RIO DE JANEIRO – Foi num conclave de intelectuais a que compareci outro dia. Em meio à plêiade de senhores escutando a fala do presidente da mesa – fascinante como costumam ser as falas dos presidentes de mesas –, destacava-se um par de pernas cruzadas na fila de cadeiras ao meu lado. Pertencia a um senhor de calças de risca, meias brancas, sapatos pretos e… galochas.
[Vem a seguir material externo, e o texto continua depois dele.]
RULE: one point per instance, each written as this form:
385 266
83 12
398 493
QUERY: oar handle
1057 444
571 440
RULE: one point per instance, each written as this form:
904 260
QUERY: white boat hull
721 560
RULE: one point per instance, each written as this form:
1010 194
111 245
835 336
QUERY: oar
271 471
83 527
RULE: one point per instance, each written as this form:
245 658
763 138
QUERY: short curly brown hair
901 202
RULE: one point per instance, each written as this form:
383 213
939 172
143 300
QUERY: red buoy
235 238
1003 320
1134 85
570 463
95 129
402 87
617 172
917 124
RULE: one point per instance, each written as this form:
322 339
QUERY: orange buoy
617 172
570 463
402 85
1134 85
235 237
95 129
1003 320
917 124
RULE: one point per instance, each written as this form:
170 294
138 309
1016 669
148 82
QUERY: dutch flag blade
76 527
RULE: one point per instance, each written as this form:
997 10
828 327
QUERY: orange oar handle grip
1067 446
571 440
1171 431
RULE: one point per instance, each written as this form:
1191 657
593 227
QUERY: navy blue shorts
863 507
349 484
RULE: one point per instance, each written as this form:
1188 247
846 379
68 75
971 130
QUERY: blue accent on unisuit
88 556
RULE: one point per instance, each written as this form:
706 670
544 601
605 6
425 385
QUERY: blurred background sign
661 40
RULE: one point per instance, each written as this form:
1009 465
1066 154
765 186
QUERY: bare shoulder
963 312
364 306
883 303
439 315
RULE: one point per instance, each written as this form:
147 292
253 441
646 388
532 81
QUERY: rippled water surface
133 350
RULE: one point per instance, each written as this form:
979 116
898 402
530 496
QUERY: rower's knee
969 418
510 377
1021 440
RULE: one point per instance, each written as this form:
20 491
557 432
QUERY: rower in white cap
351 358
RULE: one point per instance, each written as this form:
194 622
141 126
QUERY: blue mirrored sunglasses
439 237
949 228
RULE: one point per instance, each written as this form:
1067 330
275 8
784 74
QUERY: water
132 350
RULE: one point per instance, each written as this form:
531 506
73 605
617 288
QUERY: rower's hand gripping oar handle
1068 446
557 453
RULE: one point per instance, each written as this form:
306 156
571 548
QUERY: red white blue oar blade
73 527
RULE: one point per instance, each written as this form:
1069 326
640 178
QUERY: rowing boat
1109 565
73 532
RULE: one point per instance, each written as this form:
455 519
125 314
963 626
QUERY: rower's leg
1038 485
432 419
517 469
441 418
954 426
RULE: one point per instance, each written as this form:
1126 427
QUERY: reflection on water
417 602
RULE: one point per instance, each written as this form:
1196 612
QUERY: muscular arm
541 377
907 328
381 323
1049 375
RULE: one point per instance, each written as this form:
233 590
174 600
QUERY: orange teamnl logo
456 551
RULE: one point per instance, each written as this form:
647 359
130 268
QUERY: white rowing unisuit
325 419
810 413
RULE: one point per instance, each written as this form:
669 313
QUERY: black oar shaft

Galochas são calçados impermeáveis, de borracha, que se usam – ou usavam, pensei que estivessem extintas – por cima do sapato, para protegê-lo das poças d’água.
Mas era um daqueles fins de tarde no Rio em que o sol não quer ir embora, como tantos neste verão. Então, por que as galochas? Porque, na cabeça do cidadão, podia ser que chovesse. Com isso, fazia jus à expressão chato de galocha – o pessimista, o inconveniente, que segura o nosso braço e tenta nos convencer de que isto ou aquilo não vai dar certo. Enfim, o chato.
Olhando em torno na dita cerimônia, reconheci um sociólogo apto a ser chamado de anta de tênis – criação imortal de Ivan Lessa e Jaguar no “Pasquim”, e que todo mundo sabe o que significa. Alguns metros adiante, outro grupo incluía um historiador resmungão, habituado a subir nas tamancas, e, por acaso, outro que viera ao mundo calçando as sandálias da humildade, como dizia Nelson Rodrigues. Pé de chinelo, não vi nenhum – ao contrário, quase todos os presentes, atracados a empregos públicos, pareciam já ter garantido o seu pé de meia.
E só então me dei conta: galochas, tênis, tamancas, sandálias, chinelos, meias – todas as imagens se referindo ao pé e a seus acessórios. Dei uma panorâmica no ambiente e logo vislumbrei, num canto, uma animada rodinha de clientes da Sapataria Progresso.
Depois é que foi bom. Como é de praxe no Rio, saímos todos e fomos para um saudável pé sujo na esquina.